I continue to find myself frustrated by lack of understanding of the reach of the War on Terror. I have yet to hear any offical explain the stragety of the war, and unfortunately the Administration has been reluctant to lay it out as they are afraid of being labeled "War Mongers".
He runs off the rails with "War Mongers," but this pretty well captures how I felt first reading through the cycle "General X submits plan" + "Lincoln fails to comment on plan." I'm not talking about battle plans or campaign plans, I'm talking war-winning strategy.
However, it's not entirely a Lincoln thing. Any administration has ample disincentive to "lay it out." Aside from "security" matters, we can count the inhibitors by analyzing the Civil War experience:
* You don't want the public measuring and judging your progress.

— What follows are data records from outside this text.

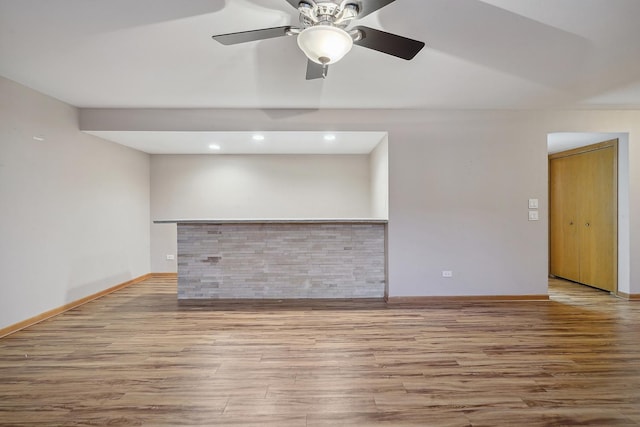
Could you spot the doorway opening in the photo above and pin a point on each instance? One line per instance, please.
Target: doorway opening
(577, 225)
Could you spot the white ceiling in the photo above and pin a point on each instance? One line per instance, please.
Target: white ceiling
(246, 142)
(479, 54)
(562, 141)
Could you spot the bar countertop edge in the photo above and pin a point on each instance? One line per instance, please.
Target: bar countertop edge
(274, 221)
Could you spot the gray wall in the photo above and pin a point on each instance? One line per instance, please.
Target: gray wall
(458, 186)
(74, 215)
(252, 186)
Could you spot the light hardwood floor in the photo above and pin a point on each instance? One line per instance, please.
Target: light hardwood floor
(136, 357)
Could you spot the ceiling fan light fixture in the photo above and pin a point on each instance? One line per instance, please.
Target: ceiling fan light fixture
(324, 44)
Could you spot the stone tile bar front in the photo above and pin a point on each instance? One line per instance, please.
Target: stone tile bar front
(281, 259)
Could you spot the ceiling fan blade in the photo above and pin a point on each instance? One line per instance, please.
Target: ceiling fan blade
(391, 44)
(253, 35)
(315, 70)
(365, 7)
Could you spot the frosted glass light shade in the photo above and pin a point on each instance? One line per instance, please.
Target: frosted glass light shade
(324, 44)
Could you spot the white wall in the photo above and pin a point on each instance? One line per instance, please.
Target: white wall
(255, 186)
(74, 215)
(379, 167)
(458, 185)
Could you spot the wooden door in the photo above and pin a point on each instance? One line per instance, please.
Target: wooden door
(583, 215)
(597, 231)
(565, 256)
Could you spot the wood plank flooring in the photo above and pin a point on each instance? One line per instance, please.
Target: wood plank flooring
(136, 357)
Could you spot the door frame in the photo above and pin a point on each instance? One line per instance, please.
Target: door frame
(581, 150)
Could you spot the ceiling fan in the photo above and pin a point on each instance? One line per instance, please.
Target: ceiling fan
(323, 35)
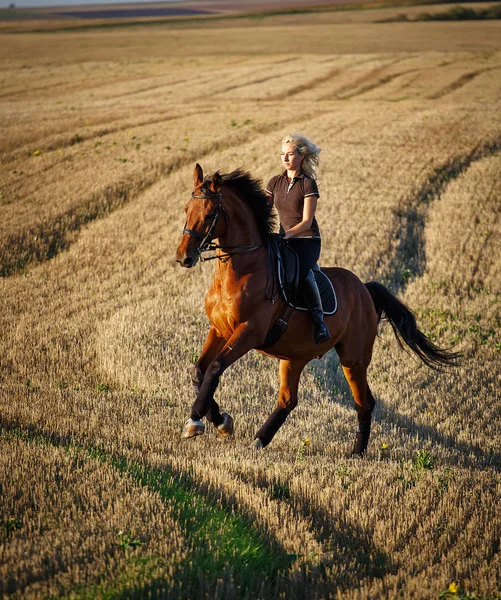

* You don't want commit in advance to a multi-election-cycle plan.
* You don't want to relinquish the freedom to make a large number of ad hoc decisions.
* You don't want people analyzing inevitable political tampering with what they perceive as a purely military plan.
* You don't want your political opponents proposing a concrete and better overall plan.
* You don't want your generals managing you by holding results hostage to men, supplies, etc.
* You don't want anything that smacks of timetable - not in any form, direct or implied, ever.
Those are seven unlucky breaks for national strategists.
Lincoln's aversion to strategy was a function of his political sense.